Place of Origin: Tibet
Date: 15th to 16th Century
Formed from a single piece of hardened leather, this scarce Tibetan guard would have been for protecting the left forearm. The small group of surviving examples are all for the left arm, and they were unlikely to have been made in pairs. A similar example in the Metropolitan Museum is illustrated by La Rocca in Warriors of the Himalayas: Rediscovering the Arms and Armour of Tibet, 2006, p.118, cat. no.35. Another, sold by myself, is illustrated in Arms and Armour from the East, 2016, p.84, cat. no.34.
The surface was lacquered and coated with tung oil, which has hardened and subsequently crazed. Such craquelure is often found on Tibetan lacquered objects.
Five vertical iron straps are riveted to the leather, each formed with an integral diamond or half-diamond-shaped panel that is pierced with stylised clouds and tipped with an arrowhead-shaped finial. The central strap is slightly larger than the adjoining ones and incorporates the largest panel. The leather edge is strengthened by means of an applied iron border (with a small area missing) which, like the straps, is chased with single lines highlighting the design. The inside of the guard has a good texture and patina. A single leather lace holds the two edges together to form a cuff.

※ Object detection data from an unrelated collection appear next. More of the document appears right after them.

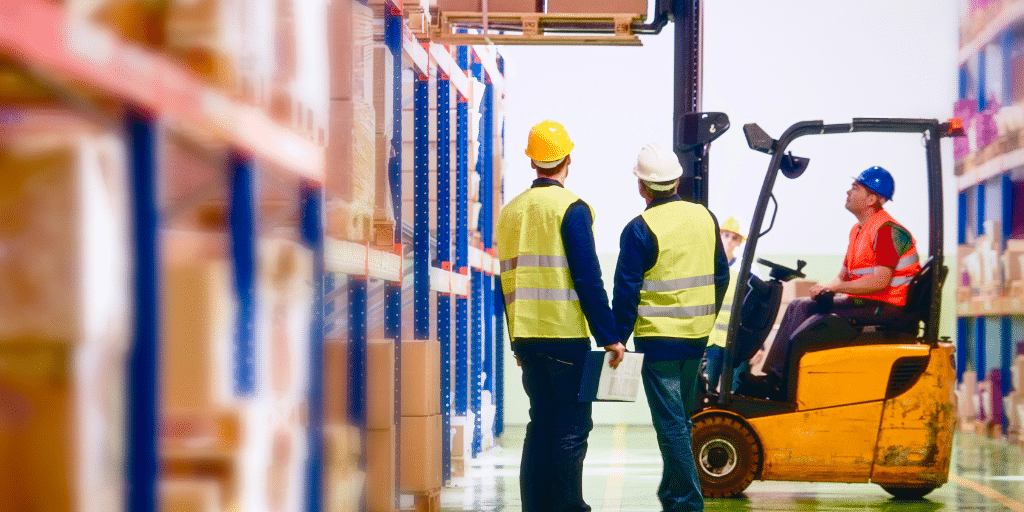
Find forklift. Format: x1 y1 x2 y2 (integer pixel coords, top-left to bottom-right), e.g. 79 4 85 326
676 114 963 499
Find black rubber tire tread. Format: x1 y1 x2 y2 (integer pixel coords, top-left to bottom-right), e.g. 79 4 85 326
880 485 936 500
692 414 763 498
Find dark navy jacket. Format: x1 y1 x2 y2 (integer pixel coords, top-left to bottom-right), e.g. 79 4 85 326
498 178 626 353
611 195 729 361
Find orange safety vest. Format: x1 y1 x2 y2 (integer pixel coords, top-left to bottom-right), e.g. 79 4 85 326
843 206 921 306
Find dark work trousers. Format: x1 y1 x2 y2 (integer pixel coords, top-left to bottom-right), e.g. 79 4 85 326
641 357 703 512
764 296 903 381
519 350 594 512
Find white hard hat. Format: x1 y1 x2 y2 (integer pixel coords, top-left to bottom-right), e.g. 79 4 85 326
633 142 683 190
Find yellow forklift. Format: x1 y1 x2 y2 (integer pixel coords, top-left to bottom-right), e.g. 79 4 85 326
692 119 963 499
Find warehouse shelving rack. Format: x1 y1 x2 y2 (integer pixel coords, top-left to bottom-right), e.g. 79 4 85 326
953 1 1024 432
0 0 503 512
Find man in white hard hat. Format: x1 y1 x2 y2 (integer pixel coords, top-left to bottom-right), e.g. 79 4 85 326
497 121 626 512
611 143 729 512
705 217 746 389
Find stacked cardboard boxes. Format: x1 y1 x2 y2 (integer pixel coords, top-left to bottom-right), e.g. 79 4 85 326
0 114 130 512
366 339 397 512
325 0 376 242
400 341 441 494
1002 354 1024 445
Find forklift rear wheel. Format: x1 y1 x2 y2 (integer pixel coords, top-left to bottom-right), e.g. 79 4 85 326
693 415 761 498
882 485 935 500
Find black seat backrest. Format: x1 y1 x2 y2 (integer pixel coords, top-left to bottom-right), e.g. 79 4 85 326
732 273 782 368
890 257 947 335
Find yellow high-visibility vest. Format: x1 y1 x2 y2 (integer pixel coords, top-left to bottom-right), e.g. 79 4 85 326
634 201 718 338
498 186 594 341
708 270 739 348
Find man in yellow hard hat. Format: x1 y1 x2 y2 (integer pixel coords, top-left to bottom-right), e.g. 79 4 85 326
705 217 746 389
612 143 729 511
498 121 626 512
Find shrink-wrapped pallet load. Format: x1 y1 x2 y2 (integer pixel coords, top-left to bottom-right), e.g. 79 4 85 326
0 110 131 512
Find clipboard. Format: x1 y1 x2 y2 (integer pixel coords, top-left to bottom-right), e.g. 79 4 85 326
579 350 643 401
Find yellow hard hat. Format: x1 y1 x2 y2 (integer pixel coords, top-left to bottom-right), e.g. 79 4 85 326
719 217 746 241
526 119 572 167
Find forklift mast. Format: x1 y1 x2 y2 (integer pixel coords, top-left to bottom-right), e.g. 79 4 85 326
671 0 708 206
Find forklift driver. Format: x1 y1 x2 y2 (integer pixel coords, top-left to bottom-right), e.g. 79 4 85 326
736 167 921 400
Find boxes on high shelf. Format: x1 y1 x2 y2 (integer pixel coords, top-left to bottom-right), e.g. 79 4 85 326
163 0 243 91
373 43 394 136
548 0 647 17
324 339 348 425
256 237 314 407
400 411 441 493
328 0 375 102
0 339 127 512
0 109 131 345
437 0 544 12
325 99 378 242
401 341 441 417
999 249 1024 283
367 425 397 512
367 339 395 429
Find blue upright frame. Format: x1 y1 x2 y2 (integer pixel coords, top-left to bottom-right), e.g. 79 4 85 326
492 55 505 437
300 183 325 512
125 109 161 512
384 6 406 508
469 50 486 457
413 69 431 340
992 316 1014 434
455 46 469 417
437 72 452 484
228 152 258 396
480 71 495 428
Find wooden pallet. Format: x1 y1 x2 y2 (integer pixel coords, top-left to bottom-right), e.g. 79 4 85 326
430 12 641 46
402 488 441 512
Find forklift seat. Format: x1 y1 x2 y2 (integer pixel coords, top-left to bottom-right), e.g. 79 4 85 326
852 257 946 336
785 258 947 401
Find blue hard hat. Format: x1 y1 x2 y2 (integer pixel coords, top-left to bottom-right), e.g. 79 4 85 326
856 166 896 201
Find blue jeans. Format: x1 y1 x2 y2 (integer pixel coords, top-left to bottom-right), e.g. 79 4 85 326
641 358 703 512
519 347 594 512
705 345 751 392
705 345 725 391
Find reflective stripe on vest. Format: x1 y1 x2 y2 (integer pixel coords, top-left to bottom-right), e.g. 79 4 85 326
843 210 921 306
497 186 594 341
634 201 718 338
708 271 739 348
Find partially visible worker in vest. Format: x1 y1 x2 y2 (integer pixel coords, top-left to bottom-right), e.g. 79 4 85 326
498 121 626 512
737 167 921 400
612 143 729 512
705 217 746 389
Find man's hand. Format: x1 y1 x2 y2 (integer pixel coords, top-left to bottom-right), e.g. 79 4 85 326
604 341 626 368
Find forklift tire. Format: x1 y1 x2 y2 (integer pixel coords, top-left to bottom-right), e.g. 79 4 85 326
882 485 935 500
692 415 762 498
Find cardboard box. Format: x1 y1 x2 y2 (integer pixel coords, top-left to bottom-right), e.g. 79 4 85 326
401 341 441 417
0 117 132 344
367 339 395 429
548 0 647 17
367 427 397 512
400 414 441 493
0 340 127 512
160 260 237 410
324 339 348 425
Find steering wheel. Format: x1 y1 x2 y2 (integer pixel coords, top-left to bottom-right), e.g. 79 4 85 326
758 258 807 282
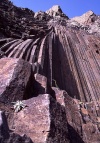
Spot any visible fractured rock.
[46,5,68,19]
[0,58,31,103]
[10,94,69,143]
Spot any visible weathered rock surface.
[10,94,69,143]
[72,11,96,24]
[0,111,33,143]
[0,0,100,143]
[46,5,68,19]
[0,58,31,103]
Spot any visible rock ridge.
[0,0,100,143]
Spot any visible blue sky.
[11,0,100,18]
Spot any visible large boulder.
[10,94,69,143]
[0,58,31,103]
[34,11,51,21]
[46,5,68,19]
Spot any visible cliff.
[0,0,100,143]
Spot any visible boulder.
[34,11,51,21]
[46,5,68,19]
[10,94,69,143]
[0,58,31,103]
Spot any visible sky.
[11,0,100,18]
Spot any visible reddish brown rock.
[0,58,31,103]
[10,94,69,143]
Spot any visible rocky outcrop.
[0,111,33,143]
[10,94,69,143]
[46,5,68,19]
[0,0,100,143]
[0,58,31,103]
[72,11,96,24]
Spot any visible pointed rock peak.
[46,5,68,19]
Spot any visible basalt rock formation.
[0,0,100,143]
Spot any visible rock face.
[72,11,96,24]
[11,94,69,143]
[0,0,100,143]
[0,58,31,103]
[46,5,68,19]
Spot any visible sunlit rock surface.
[0,0,100,143]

These straps compare to the iron fittings on a very fine Tantric door, dating from the 16th to the 18th century (illustrated by Kamansky and Hayward (2004), fig.126, p.307). The diamond-shaped openwork cartouches on the door, and on other similar armguards, are probably from the same workshop. Kamansky and Hayward cite a similar door to the one they illustrate as being located in Nechung, the traditional seat of the State Oracle in Lhasa. This might provide some context for our forearm guard and also give us an indication of the high status of the artist that produced this pierced ironwork.